Rabu, 23 Februari 2022

Resisten


Resisten

By tundjung

"Dok, anak saya nggak bisa pakai sebarang antibiotik. Dia sudah banyak resisten."

Sang ortu menyerahkan sebuah lembaran fotokopi. Isinya tentang hasil kultur. Bakterinya bernama streptokokus bla bla bla (lali aku tuh). Si bakteri kebal terhadap belasan antibiotik. Tanggal kultur itu sudah setahun yang lalu.

"Dulu anaknya sakit apa, Pak?"

"Operasi hiscprung. Lalu sepsis."

Untuk saat ini anaknya demam dan diare. Ada muntah. Kondisi secara umum masih bagus. Dua hari tiga malam dirawat, Alhamdulillah kondisi membaik.

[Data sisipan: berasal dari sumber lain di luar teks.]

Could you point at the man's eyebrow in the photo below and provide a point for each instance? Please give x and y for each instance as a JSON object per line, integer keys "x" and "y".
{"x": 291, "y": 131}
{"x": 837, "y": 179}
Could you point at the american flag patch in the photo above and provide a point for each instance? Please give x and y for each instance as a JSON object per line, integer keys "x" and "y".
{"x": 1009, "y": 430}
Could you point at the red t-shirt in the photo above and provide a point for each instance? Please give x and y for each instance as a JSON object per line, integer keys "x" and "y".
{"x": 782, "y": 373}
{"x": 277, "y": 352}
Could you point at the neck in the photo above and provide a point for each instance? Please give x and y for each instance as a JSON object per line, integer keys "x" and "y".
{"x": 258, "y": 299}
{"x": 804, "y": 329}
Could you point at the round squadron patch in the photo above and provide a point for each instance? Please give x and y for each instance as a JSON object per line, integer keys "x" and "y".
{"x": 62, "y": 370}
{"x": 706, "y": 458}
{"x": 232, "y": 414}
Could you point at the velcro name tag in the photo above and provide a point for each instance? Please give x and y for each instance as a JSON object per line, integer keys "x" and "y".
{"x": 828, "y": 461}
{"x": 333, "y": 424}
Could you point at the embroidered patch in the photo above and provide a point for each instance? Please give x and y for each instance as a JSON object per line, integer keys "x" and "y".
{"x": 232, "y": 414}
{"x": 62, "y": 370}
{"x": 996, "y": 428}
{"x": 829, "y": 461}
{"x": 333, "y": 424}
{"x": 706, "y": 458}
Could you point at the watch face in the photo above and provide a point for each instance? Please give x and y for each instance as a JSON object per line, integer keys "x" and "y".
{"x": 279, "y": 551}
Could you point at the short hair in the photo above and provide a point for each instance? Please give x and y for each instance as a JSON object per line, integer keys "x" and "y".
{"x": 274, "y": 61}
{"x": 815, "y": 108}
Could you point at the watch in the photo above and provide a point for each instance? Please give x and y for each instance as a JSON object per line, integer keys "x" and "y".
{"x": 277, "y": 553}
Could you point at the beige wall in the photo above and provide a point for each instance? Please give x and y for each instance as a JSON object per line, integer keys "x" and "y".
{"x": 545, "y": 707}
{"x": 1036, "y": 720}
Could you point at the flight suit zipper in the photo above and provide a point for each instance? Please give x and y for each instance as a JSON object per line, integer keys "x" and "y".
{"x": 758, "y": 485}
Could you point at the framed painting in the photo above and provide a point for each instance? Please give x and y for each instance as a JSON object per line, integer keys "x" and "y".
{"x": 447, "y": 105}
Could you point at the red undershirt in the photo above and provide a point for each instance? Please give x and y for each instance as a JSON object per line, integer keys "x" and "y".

Pulang.

Kalau ada yang tanya saya, lalu pakai antibiotik apa? (Padahal sapa juga yang tanyak)

Jawabnya: saya nggak pakai antibiotik. Lha diare pada anak kan umumnya karena virus, ngapain antibiotik.

Terus nih, kesalahan umum yang sering terjadi. Menganggap hasil kultur seperti vonis seumur hidup. Padahal hasil kultur di masa lalu itu adalah masa lalu. Kalau sakit lagi di kemudian hari, belum tentu karena bakteri yang resisten tadi. Bisa jadi karena sebab lain.

Nah, kenapa sih bakteri bisa resisten terhadap antibiotik?

Intinya karena kita mengenalkan antibiotik ke bakteri tidak pada tempatnya.

Misal, sakit karena virus atau alergi, tapi dikasih antibiotik.

Antibiotik harusnya dikasih selama 7 hari, tapi cuma sehari. Atau sebaliknya. Cukup sehari, tapi ini malah dipaparkan berhari-hari.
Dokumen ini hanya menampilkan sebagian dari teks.